Según los datos de la herramienta digital 'Elige bien tu barrio' de ING, en Barcelona, en el 93% de los barrios el esfuerzo financiero para pagar un alquiler supera el 30%, porcentaje que aconsejan no superar los expertos para no comprometer la economía familiar. De hecho, solo cinco de los 75 barrios de la Ciudad Condal están en una situación considerada sana por los expertos, mientras que otros siete están en una situación crítica, al dedicar a la renta más de la mitad de los ingresos familiares.
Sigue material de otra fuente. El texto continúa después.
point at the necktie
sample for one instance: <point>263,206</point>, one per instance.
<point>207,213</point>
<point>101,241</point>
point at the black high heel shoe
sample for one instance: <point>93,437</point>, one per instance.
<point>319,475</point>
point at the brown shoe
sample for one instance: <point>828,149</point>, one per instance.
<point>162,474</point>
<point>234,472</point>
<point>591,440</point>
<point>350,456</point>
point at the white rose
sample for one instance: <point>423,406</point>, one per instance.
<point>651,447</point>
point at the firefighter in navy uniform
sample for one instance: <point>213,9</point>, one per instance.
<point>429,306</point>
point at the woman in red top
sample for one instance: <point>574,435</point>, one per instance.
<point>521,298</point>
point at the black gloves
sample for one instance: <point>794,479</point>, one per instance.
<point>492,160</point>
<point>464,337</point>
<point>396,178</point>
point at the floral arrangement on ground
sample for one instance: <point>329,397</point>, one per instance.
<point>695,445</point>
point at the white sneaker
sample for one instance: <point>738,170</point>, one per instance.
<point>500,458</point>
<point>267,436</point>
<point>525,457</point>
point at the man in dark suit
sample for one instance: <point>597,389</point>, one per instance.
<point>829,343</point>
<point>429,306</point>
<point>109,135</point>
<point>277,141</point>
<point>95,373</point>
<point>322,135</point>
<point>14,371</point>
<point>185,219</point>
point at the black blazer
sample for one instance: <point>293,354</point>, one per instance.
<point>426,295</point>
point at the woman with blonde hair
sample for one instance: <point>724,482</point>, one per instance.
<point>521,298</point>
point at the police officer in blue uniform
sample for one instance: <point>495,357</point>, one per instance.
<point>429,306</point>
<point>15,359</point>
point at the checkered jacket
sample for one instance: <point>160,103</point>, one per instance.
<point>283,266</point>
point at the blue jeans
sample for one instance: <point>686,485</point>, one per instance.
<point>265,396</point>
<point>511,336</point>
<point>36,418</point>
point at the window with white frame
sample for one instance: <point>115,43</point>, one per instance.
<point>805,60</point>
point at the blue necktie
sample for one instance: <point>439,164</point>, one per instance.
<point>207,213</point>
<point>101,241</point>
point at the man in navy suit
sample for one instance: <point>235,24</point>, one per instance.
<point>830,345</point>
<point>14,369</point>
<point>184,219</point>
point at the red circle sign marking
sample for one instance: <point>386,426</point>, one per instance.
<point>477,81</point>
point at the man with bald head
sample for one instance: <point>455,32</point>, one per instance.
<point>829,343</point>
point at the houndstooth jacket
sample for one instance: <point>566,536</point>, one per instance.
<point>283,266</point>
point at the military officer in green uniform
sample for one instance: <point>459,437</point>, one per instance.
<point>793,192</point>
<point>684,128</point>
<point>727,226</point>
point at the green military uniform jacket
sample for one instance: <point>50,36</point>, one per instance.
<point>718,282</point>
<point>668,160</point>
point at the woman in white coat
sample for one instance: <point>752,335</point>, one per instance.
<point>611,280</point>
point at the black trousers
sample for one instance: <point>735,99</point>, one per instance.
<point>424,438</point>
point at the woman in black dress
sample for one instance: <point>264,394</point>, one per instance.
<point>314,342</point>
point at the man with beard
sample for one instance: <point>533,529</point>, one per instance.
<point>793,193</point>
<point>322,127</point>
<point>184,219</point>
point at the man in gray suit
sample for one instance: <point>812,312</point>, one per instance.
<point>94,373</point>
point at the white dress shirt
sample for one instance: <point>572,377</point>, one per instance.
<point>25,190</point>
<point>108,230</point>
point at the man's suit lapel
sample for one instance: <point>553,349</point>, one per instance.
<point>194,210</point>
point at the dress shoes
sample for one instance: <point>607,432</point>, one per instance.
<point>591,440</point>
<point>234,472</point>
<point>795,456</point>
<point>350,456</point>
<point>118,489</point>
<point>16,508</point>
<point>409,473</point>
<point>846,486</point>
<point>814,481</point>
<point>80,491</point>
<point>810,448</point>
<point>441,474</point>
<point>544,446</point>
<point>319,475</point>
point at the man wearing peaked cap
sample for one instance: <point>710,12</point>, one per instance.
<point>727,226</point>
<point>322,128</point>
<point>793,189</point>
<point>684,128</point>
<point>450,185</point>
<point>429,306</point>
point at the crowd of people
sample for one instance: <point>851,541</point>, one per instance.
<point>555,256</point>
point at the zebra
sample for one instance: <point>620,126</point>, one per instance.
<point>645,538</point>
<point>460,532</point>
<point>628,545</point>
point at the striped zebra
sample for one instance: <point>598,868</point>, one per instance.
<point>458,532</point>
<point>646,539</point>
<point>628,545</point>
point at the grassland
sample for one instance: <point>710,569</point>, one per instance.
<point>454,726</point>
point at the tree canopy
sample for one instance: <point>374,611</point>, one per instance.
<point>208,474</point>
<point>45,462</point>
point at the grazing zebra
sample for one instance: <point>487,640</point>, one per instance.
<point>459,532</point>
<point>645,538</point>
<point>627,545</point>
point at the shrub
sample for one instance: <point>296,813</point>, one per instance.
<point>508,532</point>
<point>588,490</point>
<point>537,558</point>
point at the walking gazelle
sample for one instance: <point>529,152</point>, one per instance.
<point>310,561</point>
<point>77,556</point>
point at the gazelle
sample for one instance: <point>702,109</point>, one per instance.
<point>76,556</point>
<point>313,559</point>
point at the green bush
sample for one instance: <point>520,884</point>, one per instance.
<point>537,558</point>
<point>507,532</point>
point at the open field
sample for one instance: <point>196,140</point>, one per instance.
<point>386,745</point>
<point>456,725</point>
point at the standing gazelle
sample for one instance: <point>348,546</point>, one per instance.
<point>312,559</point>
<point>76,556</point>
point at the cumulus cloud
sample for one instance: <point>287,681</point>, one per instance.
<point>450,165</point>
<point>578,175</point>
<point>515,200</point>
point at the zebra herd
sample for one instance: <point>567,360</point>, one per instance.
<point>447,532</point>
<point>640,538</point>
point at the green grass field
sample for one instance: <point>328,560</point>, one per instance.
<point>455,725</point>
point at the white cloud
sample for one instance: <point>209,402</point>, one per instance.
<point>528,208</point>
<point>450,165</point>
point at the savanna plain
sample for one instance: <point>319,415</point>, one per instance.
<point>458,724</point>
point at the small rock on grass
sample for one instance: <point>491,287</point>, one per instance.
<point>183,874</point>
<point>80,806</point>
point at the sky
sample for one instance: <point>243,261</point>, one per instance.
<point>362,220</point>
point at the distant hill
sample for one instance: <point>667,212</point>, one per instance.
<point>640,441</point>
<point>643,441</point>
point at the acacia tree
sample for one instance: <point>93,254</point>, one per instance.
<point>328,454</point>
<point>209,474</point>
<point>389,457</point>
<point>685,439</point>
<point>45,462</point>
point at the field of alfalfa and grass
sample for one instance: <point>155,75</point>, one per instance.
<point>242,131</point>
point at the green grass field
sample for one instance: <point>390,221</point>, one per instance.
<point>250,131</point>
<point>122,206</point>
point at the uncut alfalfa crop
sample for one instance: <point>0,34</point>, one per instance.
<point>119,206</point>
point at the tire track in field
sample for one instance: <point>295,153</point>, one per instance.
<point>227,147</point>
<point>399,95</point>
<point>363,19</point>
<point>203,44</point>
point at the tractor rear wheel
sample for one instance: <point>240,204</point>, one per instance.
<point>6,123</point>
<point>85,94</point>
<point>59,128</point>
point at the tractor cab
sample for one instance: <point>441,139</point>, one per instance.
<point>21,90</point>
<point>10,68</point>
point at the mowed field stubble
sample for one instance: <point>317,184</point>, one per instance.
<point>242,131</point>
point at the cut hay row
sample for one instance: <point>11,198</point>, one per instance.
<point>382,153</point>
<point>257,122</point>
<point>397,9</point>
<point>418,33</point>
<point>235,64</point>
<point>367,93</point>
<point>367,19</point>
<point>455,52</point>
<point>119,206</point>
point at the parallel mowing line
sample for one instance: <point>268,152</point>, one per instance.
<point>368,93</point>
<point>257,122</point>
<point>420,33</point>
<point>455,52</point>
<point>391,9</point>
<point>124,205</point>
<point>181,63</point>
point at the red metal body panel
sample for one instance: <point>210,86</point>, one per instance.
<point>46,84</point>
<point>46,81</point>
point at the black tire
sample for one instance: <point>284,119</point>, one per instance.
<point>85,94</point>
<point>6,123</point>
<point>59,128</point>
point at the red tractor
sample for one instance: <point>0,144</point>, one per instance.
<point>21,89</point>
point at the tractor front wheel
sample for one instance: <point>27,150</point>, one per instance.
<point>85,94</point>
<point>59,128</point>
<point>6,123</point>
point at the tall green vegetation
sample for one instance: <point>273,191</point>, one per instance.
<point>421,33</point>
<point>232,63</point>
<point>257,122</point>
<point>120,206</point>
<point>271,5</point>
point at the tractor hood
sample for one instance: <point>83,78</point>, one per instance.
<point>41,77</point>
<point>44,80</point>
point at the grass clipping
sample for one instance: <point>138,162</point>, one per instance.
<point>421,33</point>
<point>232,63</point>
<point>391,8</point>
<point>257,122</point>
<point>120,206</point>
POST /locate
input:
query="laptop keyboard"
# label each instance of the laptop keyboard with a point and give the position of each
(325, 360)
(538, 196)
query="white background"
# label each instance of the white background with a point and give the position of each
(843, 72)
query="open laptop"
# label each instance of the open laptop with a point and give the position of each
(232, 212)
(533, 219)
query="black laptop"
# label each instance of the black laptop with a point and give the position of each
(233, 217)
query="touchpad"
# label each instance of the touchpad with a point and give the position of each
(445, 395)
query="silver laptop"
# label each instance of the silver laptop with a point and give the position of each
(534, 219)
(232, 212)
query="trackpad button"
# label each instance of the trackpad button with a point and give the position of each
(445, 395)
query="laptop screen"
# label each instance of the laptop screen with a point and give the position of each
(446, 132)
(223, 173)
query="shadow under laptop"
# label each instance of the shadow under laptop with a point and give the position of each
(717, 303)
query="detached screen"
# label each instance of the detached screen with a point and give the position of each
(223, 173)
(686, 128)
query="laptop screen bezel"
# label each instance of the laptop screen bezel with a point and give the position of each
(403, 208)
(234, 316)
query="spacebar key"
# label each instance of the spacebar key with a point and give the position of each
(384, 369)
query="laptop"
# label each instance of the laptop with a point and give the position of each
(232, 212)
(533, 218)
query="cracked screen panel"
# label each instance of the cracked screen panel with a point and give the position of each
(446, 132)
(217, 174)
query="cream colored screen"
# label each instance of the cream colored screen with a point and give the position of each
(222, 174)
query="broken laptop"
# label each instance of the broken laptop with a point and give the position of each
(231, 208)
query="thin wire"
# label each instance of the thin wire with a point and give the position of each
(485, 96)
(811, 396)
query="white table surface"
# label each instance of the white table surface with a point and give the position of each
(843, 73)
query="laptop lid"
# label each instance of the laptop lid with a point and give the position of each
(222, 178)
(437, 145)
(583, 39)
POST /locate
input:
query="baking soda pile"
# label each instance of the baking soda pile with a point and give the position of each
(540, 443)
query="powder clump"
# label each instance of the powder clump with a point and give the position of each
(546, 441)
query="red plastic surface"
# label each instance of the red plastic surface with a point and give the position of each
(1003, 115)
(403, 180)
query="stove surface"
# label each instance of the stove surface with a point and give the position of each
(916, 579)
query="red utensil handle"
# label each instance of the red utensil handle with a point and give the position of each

De estos, uno está en una ratio del 66%. Y no es para menos si tenemos en cuenta que, según Solvia, los alquileres más altos de España se localizan, precisamente, en Barcelona, con una media de 15 euros por metro cuadrado, por delante de Madrid y Palma de Mallorca.

"Barcelona ha sido un mercado con un atractivo enorme para el inversor que compra para alquilar, y el aumento de los precios de venta ha provocado el descenso inversor, ya que cuanto mayor es el precio de la vivienda menor es la rentabilidad obtenida", insiste Font.

Cuesta vender y las expectativas están infladas

Esta ralentización del mercado afecta directamente a quienes quieren vender o alquilar su vivienda. "Poco a poco hemos ido viendo cómo el tiempo de venta se ha ido dilatando, lo que indica también cómo los precios de venta actualmente afectados en el mercado de segunda mano están por encima de lo que la gente está dispuesta a pagar, lo que hace necesario una rebaja de precio si se quiere vender", explica Montalvo.

Según los datos de Tecnocasa, los precios de oferta de los vendedores se sitúan actualmente entre un 16 y un 20% por encima del precio de mercado. "Quien quiere comprar es muy importante que filtre bien y seleccione aquellas viviendas que se encuentran a precio real de mercado, ya que, a menudo, el precio de oferta no está en consonancia con la realidad de la zona", insiste Montalvo.

Los precios de oferta de los vendedores se sitúan actualmente entre un 16 y un 20% por encima del precio de mercado

Toni Expósito también ha detectado que "cada vez son más numerosos los que intentan vender a precios que están fuera de mercado y para tener peticiones sobre el inmueble es necesario bajar los precios. Quien se deja asesorar, si salimos en un precio alto y en 15 o 30 días no se ha conseguido vender la vivienda, se ajusta el mercado. Normalmente, cuando esto sucede, según nuestros datos, en 60-70 días la operación se cierra en notaría. Sin embargo, hay quien no se deja asesorar".

"Hay un gran desencanto entre compradores y vendedores. El primero tiene la sartén por el mango y el segundo, cree que la tiene", concluye Gonzalo Bernardos. Una situación que ha vuelto a dilatar los tiempos medios de venta. "Un indicador", en opinión de García Montalvo, "muy bueno sobre la tendencia del mercado".

Según datos de Tecnocasa, en la actualidad se tardan 70 días de media en vender una vivienda en la ciudad de Barcelona. La media en el año 2018 fue de 75 días y en 2017, 68 días. Las cifras hablan por sí solas.